Question : Wild est-il toujours une exclusivité PlayStation 4 et voyez-vous une date ou du moins une année de sortie pour ce jeu ?

Réponse : Alors, je ne peux pas communiquer de date de sortie car ça ne se décide pas à mon niveau du tout. C’est un jeu qui est entièrement financé par Sony, qui a une grosse envie de pousser à l’originalité. Ce qu’on nous demande c’est « soyez créatif, soyez originaux », c’est une exclusivité PlayStation, donc désolé pour ceux qui ont pas la console mais c’est aussi ce qui fait que le jeu tourne très très bien sur la PlayStation 4 et pas seulement la Pro. On fait des choses qu’on aurait pas le temps ou les moyens de faire en multiplateformes.

Question : Pourquoi avoir choisi de fonder votre propre studio – ndlr : Wild Sheep Studio – alors que vous aviez l’habitude de travailler chez Ubisoft, que cela vous apporte-t-il ? Est-ce qu’un troisième Beyond Good and Evil dépendrait des ventes du second ?

Réponse : Pour Beyond Good and Evil, on est déjà concentrés sur le deuxième, on pense déjà à finir quelque chose. Pour le studio, on avait simplement la possibilité de le faire et il y avait un cercle de personnes qui s’était dit : « on pourrait le faire, on pourrait monter un studio », avec le recul on se dit que c’est bien difficile parce qu’on part de 0, d’une nouvelle technologie. C’est comme quand j’étais jeune et qu’on se disait qu’on pouvait faire des jeux mieux que Capcom, on n’a pas tellement changé, on a juste des cheveux gris. On est un peu couillons et fous. Il y a des gens qui disaient que j’étais frustrés chez Ubisoft, ce n’est absolument pas vrai. Quand on travaille avec des jeux comme Rayman Legends, on met ce qu’on veut dedans. Ubisoft et Sony cherchent des choses surprenantes. Il y a des jeux plus convenus, mais il y a aussi des désirs, dans la même boite, de choses plus surprenantes. A ce moment-là, ils nous demandent de travailler sur ce genre de choses.

Question : Quel est votre jeu préféré de ces dernières années, celui qui vous a le plus inspiré.

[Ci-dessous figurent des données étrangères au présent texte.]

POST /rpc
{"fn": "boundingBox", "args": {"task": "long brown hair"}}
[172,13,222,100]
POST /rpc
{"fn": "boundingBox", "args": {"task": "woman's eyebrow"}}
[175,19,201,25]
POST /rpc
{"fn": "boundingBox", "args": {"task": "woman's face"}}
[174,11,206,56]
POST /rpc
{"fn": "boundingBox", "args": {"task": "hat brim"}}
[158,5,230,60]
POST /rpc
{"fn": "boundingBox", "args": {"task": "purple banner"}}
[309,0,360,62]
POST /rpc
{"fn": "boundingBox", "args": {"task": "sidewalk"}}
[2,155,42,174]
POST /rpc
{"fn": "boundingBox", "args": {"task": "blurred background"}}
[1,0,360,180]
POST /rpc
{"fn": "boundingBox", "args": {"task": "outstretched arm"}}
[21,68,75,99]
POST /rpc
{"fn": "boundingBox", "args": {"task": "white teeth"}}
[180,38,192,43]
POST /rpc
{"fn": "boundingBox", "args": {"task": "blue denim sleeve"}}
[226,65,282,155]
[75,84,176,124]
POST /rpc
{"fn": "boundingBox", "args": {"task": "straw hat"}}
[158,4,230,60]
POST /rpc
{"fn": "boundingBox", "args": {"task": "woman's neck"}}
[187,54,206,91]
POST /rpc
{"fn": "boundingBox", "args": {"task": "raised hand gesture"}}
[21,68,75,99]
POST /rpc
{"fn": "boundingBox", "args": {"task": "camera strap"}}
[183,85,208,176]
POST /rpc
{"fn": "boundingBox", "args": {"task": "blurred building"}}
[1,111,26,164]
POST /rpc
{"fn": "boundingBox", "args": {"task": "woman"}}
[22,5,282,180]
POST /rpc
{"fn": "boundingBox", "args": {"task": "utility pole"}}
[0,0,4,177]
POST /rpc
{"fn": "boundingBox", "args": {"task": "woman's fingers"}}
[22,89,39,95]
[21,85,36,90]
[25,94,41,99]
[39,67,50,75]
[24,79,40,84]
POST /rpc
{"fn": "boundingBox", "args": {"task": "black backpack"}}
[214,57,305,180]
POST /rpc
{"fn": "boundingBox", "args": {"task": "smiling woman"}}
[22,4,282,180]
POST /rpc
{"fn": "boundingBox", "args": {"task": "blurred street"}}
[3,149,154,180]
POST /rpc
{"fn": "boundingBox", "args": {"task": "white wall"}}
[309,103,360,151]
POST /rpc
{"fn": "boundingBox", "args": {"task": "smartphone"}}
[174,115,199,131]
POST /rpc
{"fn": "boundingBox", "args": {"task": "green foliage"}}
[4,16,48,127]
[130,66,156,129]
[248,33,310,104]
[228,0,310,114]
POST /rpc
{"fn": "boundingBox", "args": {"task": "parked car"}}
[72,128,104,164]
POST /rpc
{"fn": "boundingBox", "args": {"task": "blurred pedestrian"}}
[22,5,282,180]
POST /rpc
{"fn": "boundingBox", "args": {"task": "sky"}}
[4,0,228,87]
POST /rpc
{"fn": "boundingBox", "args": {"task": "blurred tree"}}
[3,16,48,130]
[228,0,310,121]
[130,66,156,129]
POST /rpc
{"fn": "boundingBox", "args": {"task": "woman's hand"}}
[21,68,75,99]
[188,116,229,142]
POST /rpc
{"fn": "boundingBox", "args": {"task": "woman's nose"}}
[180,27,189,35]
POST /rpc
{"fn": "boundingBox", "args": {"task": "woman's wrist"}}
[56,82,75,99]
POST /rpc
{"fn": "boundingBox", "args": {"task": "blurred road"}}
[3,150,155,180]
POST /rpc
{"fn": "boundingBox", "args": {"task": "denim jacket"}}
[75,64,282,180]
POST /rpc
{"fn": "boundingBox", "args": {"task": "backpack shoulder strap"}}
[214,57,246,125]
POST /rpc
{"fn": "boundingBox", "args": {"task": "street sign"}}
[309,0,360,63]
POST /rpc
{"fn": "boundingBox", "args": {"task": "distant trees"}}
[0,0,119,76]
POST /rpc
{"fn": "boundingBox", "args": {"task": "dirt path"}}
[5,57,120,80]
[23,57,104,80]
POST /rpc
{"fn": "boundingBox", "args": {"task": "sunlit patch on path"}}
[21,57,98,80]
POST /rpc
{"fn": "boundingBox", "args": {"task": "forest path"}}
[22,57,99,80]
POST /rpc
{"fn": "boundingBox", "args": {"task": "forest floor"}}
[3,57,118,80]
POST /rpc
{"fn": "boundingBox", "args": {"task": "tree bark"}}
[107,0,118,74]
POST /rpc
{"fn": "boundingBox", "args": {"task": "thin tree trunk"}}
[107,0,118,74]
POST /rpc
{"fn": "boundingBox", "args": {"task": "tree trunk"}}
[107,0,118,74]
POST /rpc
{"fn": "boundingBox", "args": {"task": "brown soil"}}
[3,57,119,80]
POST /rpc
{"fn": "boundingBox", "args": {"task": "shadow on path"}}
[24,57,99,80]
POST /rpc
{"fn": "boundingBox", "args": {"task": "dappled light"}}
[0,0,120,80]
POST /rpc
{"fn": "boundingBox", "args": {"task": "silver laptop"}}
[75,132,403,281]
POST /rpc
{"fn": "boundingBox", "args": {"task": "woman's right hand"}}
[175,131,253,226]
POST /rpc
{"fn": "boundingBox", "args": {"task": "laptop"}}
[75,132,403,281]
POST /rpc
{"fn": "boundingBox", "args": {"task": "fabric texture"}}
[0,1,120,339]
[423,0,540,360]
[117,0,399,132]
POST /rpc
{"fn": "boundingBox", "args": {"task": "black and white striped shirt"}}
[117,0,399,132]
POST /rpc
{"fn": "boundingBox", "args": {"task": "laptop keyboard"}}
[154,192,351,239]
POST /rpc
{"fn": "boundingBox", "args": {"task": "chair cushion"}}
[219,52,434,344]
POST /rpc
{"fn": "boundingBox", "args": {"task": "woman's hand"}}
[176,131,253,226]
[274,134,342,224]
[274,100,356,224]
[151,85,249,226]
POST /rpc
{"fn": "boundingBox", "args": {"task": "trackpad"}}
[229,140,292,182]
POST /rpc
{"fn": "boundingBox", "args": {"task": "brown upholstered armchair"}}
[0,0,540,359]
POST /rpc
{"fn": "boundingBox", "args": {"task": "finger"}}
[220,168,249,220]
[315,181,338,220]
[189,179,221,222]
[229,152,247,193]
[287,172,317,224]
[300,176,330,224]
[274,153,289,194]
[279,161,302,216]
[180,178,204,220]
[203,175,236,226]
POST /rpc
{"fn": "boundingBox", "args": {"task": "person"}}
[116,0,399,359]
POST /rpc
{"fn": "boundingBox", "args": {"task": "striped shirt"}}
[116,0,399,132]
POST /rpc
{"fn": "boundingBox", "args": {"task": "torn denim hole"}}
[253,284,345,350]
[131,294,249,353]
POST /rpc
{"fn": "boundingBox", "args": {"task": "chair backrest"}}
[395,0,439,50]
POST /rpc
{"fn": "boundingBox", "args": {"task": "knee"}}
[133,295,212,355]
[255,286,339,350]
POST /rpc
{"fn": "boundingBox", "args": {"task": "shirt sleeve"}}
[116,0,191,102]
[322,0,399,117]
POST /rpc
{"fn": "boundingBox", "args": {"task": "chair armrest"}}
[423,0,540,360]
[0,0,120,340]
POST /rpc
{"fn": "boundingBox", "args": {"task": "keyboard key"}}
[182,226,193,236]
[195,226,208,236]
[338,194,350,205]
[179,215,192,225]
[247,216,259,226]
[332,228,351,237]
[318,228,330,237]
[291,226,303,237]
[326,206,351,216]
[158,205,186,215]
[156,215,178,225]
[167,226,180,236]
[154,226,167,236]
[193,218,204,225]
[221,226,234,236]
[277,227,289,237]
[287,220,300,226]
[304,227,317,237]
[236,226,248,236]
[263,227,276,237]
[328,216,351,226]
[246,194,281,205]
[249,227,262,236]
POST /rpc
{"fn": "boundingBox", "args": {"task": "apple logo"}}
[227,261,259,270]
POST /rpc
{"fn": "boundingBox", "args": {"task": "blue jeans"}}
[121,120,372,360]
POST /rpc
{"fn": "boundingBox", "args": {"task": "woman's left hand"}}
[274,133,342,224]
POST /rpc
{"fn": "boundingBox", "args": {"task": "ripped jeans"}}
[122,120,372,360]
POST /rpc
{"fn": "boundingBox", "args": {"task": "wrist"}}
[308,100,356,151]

Réponse : C’est pas évident ça. La réponse la plus bateau ça serait Journey, je l’ai découvert au travers de mon petit garçon qui y a joué. J’ai voulu le faire jouer à Wind Waker, ça a été un cataclysme, il ne comprenait rien, la caméra, le lock, tout ça, même moi j’arrivais plus à jouer, c’était horrible. J’avais pris la version remaster sur Wii U, qui est super belle en plus. Quelques jours après, il a joué à Journey et j’ai vu cette espèce de bienveillance du jeu, là où Wind Waker est un titre exceptionnel mais qui n’était pas pour lui, par rapport au décalage entre le visuel et la difficulté pour un enfant de son âge. Journey a quelque chose, cette lumière, ce rythme, c’est pas stressant. Il aime quand ça bastonne mais là il a trouvé quelque chose, il y a quelque chose de mystérieux. Il y a quelque chose que je recherche moi dans les jeux que je fais, c’est que c’est indéterminé. On voit pas les limites, on comprend pas exactement quelles sont les limites du jeu, c’est flou et poétique. C’est dur de faire ça dans un jeu, généralement on voit vite les limites, on comprend l’objectifs, quand il y a un score ou autre. Je ne dis pas que c’est pas bien mais ça peut vite devenir un espèce de « sport », on complète des choses, ce qui rend tout ça mécanique. Alors que quand on se laisse aller dans une narration, une histoire, … Journey, c’est l’expérience, c’est génial de voir comment le jeu vidéo a évolué.

Merci à Michel Ancel et Shibuya Productions pour nous avoir permis d’assister à cette conférence.